Até o fim da vida ele se tinha proposto cultivar o otimismo e a confiança. Sua vida inteira esteve sob o signo do serviço desinteressado e da disponibilidade. Levado por um espírito de total confiança na comunidade nunca reservou algo para si, não teve bens e nem se apegou a postos e trabalhos. No final de cada ano punha-se sempre à disposição dos seus superiores. Vibrava com a comunidade, sofria com ela e jamais foi um individualista e um acomodado. Assumiu com espírito de fé, não sem relutância interna, postos para os quais se julgava incapaz, por exemplo, o cargo de Mestre de Noviços. Não queria fazer, porém, a sua vontade, mas a de Deus. Seu desprendimento pessoal, manifestado em todo o seu modo de ser e de agir, traduzia-se numa dedicação sem limites a todos quantos dele precisassem, sobretudo os pequenos, os doentes e os pobres.
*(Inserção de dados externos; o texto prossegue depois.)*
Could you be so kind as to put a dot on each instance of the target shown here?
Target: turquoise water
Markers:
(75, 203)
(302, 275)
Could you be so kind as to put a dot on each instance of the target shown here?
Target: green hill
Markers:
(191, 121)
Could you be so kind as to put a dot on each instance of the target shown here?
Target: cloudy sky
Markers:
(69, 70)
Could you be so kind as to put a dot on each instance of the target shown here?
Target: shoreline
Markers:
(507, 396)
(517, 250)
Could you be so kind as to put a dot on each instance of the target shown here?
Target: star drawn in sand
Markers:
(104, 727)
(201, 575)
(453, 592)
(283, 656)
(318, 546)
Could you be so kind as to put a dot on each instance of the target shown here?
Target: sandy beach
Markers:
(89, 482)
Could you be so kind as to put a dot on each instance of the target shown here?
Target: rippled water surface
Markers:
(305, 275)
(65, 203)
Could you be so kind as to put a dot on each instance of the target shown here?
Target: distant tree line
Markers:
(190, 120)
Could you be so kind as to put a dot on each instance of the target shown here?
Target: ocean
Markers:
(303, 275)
Serviu desinteressadamente a todos.
Deixou anotações espirituais valiosíssimas através das quais se percebe uma pessoa que sofre, que luta e que se empenha por servir sem esperar nada para si. Procurou sempre manter-se atualizado nos seus estudos, com o fim de melhor servir a todos. Foi um dos divulgadores e entusiastas da boa imprensa, sobretudo da nossa revista Rainha. Preocupou-se sempre para que os fiéis e os seus alunos tivessem boas leituras. Empenhou-se muito pelas vocações e pela união e fraternidade entre os confrades. A imagem do Bom Pastor ocupou um lugar muito grande nas suas anotações espirituais.
Como bom pastor ele lutou muito pela paz e pela unidade. A ideia da unidade foi marcante em sua vida. Basta para isto ler o que escreveu no dia de sua ordenação: "Meu Deus, que grande graça que recebi no dia de hoje! Fui ungido e ordenado sacerdote para sempre. Seja isto para a maior glória dos Corações Eucarísticos de Jesus e do Coração Imaculado da Rainha dos Apóstolos, aos quais consagro o meu sacerdócio. Mil graças, meu Deus. Infinitos agradecimentos por meio de Jesus vos dirijo. Fazei, ó Sagrados Corações, que eu miserável seja um instrumento nas vossas mãos para implantar nos corações de todos os sacerdotes o espírito de união, daquela união que Jesus pediu por seus apóstolos e por sua Igreja ao se despedir, depois da instituição da Eucaristia e do sacerdócio, na quinta-feira santa. Abrasai meu coração no fogo da caridade, do sacrifício, da união e santidade enfim".
Os que o conhecemos podemos testemunhar que ele sempre procurou ser um elo de união e um fermento de paz, onde quer que se encontrasse, no que se mostrou deveras um autêntico filho de Pallotti.